Les cabanes saintines ont inspiré Van Gogh
En juin 1888, Vincent Van Gogh est venu passer une semaine aux Saintes Maries de la Mer au cours de laquelle il réalisa onze dessins, sept huiles et une aquarelle. Parmi ses sources d’inspiration, on trouve 2 toiles et plusieurs dessins qui représentent des chaumières et des cabanes dans lesquelles vivaient une bonne partie des quelque 800 habitants que comptait le village à cette époque.
Cabanes blanches aux Saintes-Maries ce tableau est évoqué par Van Gogh dans une lettre envoyée à sa sœur, Wilhelmina Van Gogh, en septembre 1888 : « les cabanes blanches sous le ciel bleu dans de la verdure que j’ai faites à Saintes-Maries au bord de la Méditerranée ».
Rue aux Saintes-Maries cette peinture à l’huile est l’un des deux tableaux sur lequel Van Gogh peignit des maisonnettes au toit de chaume. A gauche au premier plan, on aperçoit une maisonnette dont la toiture arrondie évoque une croupe de sagne. La rue où elles se trouvaient est l’actuelle rue Frédéric Mistral.

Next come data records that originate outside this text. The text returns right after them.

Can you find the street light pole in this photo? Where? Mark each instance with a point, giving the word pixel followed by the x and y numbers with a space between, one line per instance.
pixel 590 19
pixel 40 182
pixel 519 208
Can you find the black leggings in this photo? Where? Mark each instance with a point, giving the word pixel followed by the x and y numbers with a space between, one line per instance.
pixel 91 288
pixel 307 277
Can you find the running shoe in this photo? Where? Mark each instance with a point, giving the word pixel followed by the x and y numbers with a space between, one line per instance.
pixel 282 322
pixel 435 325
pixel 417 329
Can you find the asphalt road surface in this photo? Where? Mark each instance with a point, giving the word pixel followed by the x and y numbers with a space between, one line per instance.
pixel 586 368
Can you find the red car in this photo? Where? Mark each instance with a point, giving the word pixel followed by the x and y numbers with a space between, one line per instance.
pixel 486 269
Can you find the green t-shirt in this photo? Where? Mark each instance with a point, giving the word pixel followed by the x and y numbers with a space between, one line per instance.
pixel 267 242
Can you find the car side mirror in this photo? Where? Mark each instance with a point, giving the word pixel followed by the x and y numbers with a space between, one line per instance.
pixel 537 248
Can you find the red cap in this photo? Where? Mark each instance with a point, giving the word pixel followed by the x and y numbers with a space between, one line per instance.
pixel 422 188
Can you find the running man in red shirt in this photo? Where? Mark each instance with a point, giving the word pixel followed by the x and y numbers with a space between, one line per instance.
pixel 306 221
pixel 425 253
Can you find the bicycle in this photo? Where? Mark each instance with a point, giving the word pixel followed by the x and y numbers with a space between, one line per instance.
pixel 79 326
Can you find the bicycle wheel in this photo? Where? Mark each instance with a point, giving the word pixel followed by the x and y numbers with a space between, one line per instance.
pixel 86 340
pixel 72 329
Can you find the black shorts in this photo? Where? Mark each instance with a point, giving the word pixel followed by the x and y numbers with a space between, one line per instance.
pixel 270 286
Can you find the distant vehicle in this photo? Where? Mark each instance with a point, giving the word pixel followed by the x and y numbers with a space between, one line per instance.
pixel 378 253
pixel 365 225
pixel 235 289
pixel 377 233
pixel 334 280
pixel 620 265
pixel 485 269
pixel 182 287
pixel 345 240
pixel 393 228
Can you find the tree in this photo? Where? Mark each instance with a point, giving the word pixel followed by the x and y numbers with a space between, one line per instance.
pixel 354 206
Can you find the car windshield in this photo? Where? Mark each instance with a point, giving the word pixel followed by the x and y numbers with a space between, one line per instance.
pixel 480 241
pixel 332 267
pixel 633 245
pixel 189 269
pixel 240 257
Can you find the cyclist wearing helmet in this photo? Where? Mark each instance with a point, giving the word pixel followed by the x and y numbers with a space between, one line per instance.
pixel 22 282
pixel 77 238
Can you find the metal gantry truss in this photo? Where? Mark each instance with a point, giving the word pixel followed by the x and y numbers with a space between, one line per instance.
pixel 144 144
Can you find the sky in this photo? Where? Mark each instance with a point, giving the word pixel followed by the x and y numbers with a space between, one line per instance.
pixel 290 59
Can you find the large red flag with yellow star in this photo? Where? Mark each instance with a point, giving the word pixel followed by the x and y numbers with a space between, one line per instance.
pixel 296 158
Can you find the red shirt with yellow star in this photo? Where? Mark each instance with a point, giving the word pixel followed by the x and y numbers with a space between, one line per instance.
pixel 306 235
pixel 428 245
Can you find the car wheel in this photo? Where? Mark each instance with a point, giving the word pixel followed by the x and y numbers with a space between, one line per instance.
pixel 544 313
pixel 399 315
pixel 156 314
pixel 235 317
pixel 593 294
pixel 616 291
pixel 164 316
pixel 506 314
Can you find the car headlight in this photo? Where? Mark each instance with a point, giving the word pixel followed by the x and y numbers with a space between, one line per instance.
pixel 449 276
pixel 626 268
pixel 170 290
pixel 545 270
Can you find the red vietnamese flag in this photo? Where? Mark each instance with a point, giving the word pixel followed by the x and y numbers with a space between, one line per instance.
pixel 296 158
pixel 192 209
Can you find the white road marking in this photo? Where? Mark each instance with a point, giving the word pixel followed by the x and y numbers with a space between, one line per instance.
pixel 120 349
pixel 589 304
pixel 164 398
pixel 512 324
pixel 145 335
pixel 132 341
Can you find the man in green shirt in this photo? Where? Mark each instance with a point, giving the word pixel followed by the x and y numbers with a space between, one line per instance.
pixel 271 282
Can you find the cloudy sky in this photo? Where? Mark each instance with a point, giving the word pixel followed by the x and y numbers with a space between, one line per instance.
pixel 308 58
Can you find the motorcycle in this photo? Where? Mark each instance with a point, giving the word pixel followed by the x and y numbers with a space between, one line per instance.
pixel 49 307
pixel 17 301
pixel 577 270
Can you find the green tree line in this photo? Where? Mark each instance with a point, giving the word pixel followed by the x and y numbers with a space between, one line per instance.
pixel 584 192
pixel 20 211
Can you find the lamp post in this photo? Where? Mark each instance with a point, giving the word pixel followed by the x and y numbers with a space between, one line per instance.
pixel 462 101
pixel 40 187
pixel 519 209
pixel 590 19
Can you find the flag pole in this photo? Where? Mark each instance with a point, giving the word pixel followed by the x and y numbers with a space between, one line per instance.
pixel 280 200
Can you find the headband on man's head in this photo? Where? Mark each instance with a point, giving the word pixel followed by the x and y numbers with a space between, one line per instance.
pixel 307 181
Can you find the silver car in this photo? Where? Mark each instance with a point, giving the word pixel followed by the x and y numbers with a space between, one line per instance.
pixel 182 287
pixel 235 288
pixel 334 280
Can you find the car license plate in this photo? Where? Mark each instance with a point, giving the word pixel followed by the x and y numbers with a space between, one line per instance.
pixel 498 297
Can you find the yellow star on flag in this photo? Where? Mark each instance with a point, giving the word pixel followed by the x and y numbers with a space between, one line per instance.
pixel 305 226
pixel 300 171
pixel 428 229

Vue des Saintes-Maries et du cimetière Ce dessin à la plume représente un alignement de maisonnettes ou de cabanes situées rue Frédéric Mistral. Au fond, on aperçoit le cimetière qui, à l’époque, se trouvait en bord de mer (à proximité de l’emplacement actuel des arènes).
2 commentaires
bonjour
Je ne sais pas site site existe toujours mais je vous ai trouve car j ai craqué sue cette cabane il y a trois jours et j ai relevé le numéro et grâce a maps j ai retrouvé votre assos maintenant j aimerais savoir ce qu’ il va advenir de cette petite maisonnette en plus si elle est détruite ils vont également détruire les autres doucement mais surement ce qui serait dommage car l endroit est magnifique en attendant une reponse cordialement laurence
Bonsoir,
Le site existe toujours. En principe la cabane n’est plus vouée à la démolition. Malheureusement, les travaux de restauration tardent à démarrer et la cabane se délabre. Voici le lien sur une vidéo publiée sur ma page FB qui déplore cette situation. Vous pourrez trouver d’autres publications sur cette même page qui traitent du sujet de cette cabane.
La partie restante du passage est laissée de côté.